За угловым столиком сидел музыкант-эгоцентрик, который сказал: "Привет, Рита, я рассказывал тебе, как я объяснил бразильцам, что такое танго?"
И Рита ответила: "Нет, расскажи".
ЗИМНИЙ ПУТЬ
Дорогой Альбан,
я теперь в Вене, где лютует январь, потому что мне захотелось убежать от тебя как можно дальше. Ты не сможешь найти меня и вновь околдовать своими светлыми глазами, своими длинными волосами и своей самоуверенной юностью. Рядом со мной злой, старый, печальный город, и я тоже злая, старая, печальная женщина, которая хотела бы обрести покой вдали от таких прелестных созданий, как ты.
Что ты натворил, Альбан?
Я пришла в такой восторг, когда впервые увидела тебя, пожалуй, больше, чем в восторг, - я была вне себя от страсти из-за твоей красоты. На тебе была зеленовато-белая рубашка в полоску и светлые брюки, твоя кожа была цвета бронзы; ты закинул обе руки за голову и поднял к солнцу свое лицо с высоким прямым лбом. Я смотрела на тебя, и вдруг ты открыл глаза - они были светло-серые, а волосы золотистые - ты улыбнулся и движением руки пригласил меня сесть за твой столик, залитый солнцем. Все остальные столики были заняты. Я села рядом с тобой, а ты опять закрыл глаза, и я испугалась, что мое сердце стучит слишком громко.
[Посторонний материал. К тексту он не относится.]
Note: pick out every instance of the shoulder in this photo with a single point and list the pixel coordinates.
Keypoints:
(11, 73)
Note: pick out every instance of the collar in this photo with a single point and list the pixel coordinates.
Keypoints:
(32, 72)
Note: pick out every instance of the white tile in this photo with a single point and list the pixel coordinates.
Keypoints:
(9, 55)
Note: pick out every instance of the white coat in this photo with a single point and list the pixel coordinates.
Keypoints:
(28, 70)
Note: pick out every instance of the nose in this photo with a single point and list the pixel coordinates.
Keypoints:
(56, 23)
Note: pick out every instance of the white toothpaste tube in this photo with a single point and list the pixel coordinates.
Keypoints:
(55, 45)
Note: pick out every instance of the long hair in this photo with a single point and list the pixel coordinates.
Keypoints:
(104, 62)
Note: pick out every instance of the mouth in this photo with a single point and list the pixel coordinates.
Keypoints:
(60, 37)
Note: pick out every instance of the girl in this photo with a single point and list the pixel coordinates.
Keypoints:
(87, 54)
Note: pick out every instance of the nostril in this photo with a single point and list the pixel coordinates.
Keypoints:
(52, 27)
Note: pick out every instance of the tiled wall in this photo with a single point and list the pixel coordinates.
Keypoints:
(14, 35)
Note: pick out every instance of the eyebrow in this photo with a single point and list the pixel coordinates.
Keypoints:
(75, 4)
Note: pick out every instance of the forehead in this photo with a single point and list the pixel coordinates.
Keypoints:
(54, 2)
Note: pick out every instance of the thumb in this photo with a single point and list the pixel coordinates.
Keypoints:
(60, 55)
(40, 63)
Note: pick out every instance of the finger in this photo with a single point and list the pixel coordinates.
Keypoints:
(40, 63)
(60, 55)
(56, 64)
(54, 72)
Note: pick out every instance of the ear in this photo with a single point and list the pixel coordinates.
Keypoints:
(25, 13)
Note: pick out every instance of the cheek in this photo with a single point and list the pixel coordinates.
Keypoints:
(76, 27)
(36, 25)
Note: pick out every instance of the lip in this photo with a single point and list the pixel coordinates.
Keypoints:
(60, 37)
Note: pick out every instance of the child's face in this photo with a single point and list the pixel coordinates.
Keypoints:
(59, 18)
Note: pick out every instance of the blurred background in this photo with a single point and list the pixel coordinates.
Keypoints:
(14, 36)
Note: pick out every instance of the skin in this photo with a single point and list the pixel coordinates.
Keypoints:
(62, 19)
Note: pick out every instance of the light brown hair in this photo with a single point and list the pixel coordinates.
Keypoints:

Я заказала себе бокал сухого белого вина, а ты себе еще один кофе-эспрессо, и мы улыбнулись друг другу. Когда я была ребенком, мне подарили книгу о греческих богах, боги выглядели, как ты. Но они не двигались с такой грацией, как ты, - я хотела бы сидеть вот так вечно и изумленно разглядывать тебя, но ты расплатился, встал и уехал на своем велосипеде.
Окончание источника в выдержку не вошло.